救難業務
1 海難発生状況

   管内における船舶海難は、小型漁船、プレジャーボートによる沿岸海難がそのほとんどを占めております。海難種別では、衝突乗り揚げの占める割合が高く、原因のほとんどは見張り不十分、操船不適切といった人為的要因によるものです。

   また、人身事故のうち海洋レジャーに関係するものでは、遊泳中、サーフィン中の事故が多く、海洋レジャー以外では自殺(推定を含む)が最も多くなっています。

2 海難防止対策

(1) 海洋レジャーによる海浜事故対策

  管内沿岸は大洗、阿字ヶ浦を中心にサーフィンのメッカとして周年サーファーが訪れ、例年、遊泳中の死亡事故やサーファーの漂流事故が発生しています。地元自治体とも協力し海水浴場等への船艇の配備及び陸上からの職員の現地派遣により各海域の特性の周知等の現場指導を実施しています。

(2) カーフェリーに対する海難防止対策

   大洗港には、カーフェリーが苫小牧と大洗間に毎日2便が就航しています。これらカーフェリーに対しては、定員の厳守、運航基準の厳守、各種訓練の励行等につき、訪船指導を実施しています。

2 海難救助体制

 茨城海上保安部では、海難発生時における即応体制を確保するとともに、茨城県水難救済会支部救難所(7カ所)、ライフガード等の民間救助組織と連携しつつ救難即応体制を確保しています。

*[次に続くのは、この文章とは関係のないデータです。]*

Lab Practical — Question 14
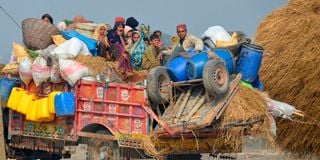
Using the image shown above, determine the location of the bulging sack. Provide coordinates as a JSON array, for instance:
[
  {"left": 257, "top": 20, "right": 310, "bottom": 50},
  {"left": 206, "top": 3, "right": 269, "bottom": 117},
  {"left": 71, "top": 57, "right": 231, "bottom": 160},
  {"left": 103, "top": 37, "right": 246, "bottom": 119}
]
[
  {"left": 19, "top": 57, "right": 32, "bottom": 85},
  {"left": 59, "top": 59, "right": 89, "bottom": 86},
  {"left": 32, "top": 56, "right": 51, "bottom": 86},
  {"left": 51, "top": 38, "right": 90, "bottom": 59}
]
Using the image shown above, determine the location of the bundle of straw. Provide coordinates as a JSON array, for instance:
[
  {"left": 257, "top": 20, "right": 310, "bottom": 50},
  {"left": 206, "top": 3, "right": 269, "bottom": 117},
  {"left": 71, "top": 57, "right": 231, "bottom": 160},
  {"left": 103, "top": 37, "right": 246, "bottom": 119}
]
[{"left": 255, "top": 0, "right": 320, "bottom": 157}]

   平成13年9月8日には、大洗サンビーチにおいて、台風15号の接近に伴う高波の中、サーファー26名が離岸流に流され漂流し、大洗支部救難所の救助艇に全員救助された(平成14年5月21日日本水難救済会名誉総裁表彰)他、14年8月28日には河原子南浜海岸において、水遊び中の女子高校生が大波にのみ込まれ行方不明となりましたが、久慈支部救難所救助艇に救助されています。